I was playing around with Lemmy statistics the other day, and I decided to take the number of comments per post. Essentially a measure of engagement – the higher the number the more engaging the post is. Or in other words how many people were pissed off enough to comment, or had something they felt like sharing. The average for every single Lemmy instance was 8.208262964 comments per post.
So I modeled that with a Poisson distribution, in stats terms X~Po(8.20826), then found the critical regions assuming that anything that had a less than 5% chance of happening, is important. In other words 5% is the significance level. The critical regions are the region either side of the distribution where the probability of ending up in those regions is less than 5%. These critical regions on the lower tail are, 4 comments and on the upper tail is 13 comments, what this means is that if you get less than 4 comments or more than 13 comments, that’s a meaningful value. So I chose to interpret those results as meaning that if you get 5 or less comments than your post is “a bad post”, or if you get 13 or more than your post is “a good post”. A good post here is litterally just “got a lot of comments than expected of a typical post”, vice versa for “a bad post”.

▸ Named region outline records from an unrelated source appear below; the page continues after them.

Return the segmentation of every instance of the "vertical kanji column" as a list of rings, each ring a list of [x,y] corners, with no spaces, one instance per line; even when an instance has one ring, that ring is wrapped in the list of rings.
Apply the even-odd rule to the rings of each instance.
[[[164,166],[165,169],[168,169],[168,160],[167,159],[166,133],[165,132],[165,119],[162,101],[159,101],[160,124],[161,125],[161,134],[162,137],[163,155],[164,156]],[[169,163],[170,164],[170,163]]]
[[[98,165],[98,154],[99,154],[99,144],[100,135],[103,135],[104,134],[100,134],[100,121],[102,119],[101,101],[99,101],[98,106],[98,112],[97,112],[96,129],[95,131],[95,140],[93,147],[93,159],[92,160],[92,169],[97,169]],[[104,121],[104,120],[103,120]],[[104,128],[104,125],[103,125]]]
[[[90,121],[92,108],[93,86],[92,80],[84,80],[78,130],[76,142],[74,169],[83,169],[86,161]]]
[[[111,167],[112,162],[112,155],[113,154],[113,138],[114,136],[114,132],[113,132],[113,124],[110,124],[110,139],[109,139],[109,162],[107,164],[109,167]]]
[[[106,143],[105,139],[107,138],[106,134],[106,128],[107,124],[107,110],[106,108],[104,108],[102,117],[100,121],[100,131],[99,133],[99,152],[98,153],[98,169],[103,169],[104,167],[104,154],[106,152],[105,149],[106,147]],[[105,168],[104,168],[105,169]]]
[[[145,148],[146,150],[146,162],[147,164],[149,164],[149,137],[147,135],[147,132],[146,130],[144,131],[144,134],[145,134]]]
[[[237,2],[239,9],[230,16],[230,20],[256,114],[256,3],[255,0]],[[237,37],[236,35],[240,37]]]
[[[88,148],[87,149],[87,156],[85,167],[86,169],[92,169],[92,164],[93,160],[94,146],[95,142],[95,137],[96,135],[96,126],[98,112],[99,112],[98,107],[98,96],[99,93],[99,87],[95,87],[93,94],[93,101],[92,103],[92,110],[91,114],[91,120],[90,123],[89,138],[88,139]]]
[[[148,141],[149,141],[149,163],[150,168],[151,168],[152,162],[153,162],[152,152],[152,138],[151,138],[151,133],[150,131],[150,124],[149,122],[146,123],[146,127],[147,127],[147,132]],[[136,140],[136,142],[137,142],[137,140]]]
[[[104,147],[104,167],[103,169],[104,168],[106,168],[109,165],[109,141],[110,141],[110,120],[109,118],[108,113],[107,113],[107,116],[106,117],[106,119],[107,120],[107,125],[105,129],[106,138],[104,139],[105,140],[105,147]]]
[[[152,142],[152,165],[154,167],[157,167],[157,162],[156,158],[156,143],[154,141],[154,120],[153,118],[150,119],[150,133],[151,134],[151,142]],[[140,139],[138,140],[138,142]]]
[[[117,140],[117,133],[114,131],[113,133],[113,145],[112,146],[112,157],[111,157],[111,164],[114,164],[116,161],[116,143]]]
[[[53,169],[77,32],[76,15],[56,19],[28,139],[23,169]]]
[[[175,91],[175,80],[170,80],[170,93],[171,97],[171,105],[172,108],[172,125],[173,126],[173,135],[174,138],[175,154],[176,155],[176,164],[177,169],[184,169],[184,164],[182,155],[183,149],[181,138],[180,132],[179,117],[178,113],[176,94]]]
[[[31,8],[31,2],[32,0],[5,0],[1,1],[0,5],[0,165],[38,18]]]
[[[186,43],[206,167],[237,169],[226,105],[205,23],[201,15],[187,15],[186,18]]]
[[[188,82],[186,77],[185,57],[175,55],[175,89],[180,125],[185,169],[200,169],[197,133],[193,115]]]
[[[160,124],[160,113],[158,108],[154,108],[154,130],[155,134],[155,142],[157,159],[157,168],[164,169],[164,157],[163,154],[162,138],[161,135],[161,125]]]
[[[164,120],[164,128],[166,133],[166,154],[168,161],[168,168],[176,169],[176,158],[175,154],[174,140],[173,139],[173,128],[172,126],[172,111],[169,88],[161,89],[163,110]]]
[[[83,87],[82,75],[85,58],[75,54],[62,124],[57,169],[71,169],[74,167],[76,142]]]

You will notice that this is quite rudimentary, like what about when the Americans are asleep, most posts do worse then. That’s not accounted for here, because it increases the complexity beyond what I can really handle in a post.
To give you an idea of a more sweeping internet trend, the adage 1% 9% 90%, where 1% do the posting, 9% do the commenting, and 90% are lurkers – assuming each person does an average of 1 thing a day, suggests that c/p should be about 9 for all sites regardless of size.
Now what is more interesting is that comments per post varies by instance, lemmy.world for example has an engagement of 9.5 c/p and lemmy.ml has 4.8 c/p, this means that a “good post” on .ml is a post that gets 9 comments, whilst a “good post” on .world has to get 15 comments. On hexbear.net, you need 20 comments, to be a “good post”. I got the numbers for instance level comments and posts from here
This is a little bit silly, since a “good post”, by this metric, is really just a post that baits lots and lots of engagement, specifically in the form of comments – so if you are reading this you should comment, otherwise you are an awful person. No matter how meaningless the comment.
Anyway I thought that was cool.
EDIT: I’ve cleared up a lot of the wording and tried to make it clearer as to what I am actually doing.
Look, I survived statistics class. I will stride to defend some of my post.
Namely that much of the aim of it was to show that an metric like comment count doesn’t imply that it was a good or bad post - hence the bizarre engagement bait at the end. And also why all of the “good posts” were in quotes.
I’m under the impression that whilst you can do a Hypothesis test by calculating the probability of the test statistic occurring, you can also do it by showing that the result is in the critical regions. Which can be useful if you want to know if a result is meaningful based on what the number is, rather than having to calculate probabilities. For a post of this nature, it makes no sense to find a p value for a specific post, since I want numbers of comments that anyone for any post can compare against. Calculating a p-value for an observed comment count makes no sense to me here, since it’s meaningless to basically everyone on this platform.
Truthfully I wasn’t doing a hypothesis test - and I don’t say I am in the post - although your original reply confused me - so I thought I was, I was finding critical regions and interpreting them, however I’m also under the impression that you can do 2 tailed tests, although I did make a mistake by not splitting the significance level in half for each tail. :(. I should have been clearer that I wasn’t doing a hypothesis test, rather calculating critical regions.
It doesn’t seem like you are saying I’m wrong, rather that my model sucks - which is true. And that my workings are weird - it’s a Lemmy post not a science paper. That said, I didn’t quite expect this post to do so well, so I’ve edited the middle section to be clearer as to what I was trying to do.
Well I appreciate the effort regardless. If you want any support in getting towards a more “proper” network analysis, I’ve dm’d you a link you can use to get started. If nothing else it might allow you to expand your scope or take your investigations into different directions. The script gets more into sentiment analysis for individual users, but since Lemmy lacks a basic API, the components could be retooled for anything.
Also, you might consider that all a scientific paper is, at the end of the day, is a series of things like what you’ve started here, with perhaps a little more narrative glue, and the repetitive critique of a scientific inquiry. All scientific investigations start with exactly the kind of work you are presenting here. Then you PI comes in and says “No you’ve done this wrong and that wrong and cant say this or that. But this bit or that bit is interesting”, and you revise and repeat.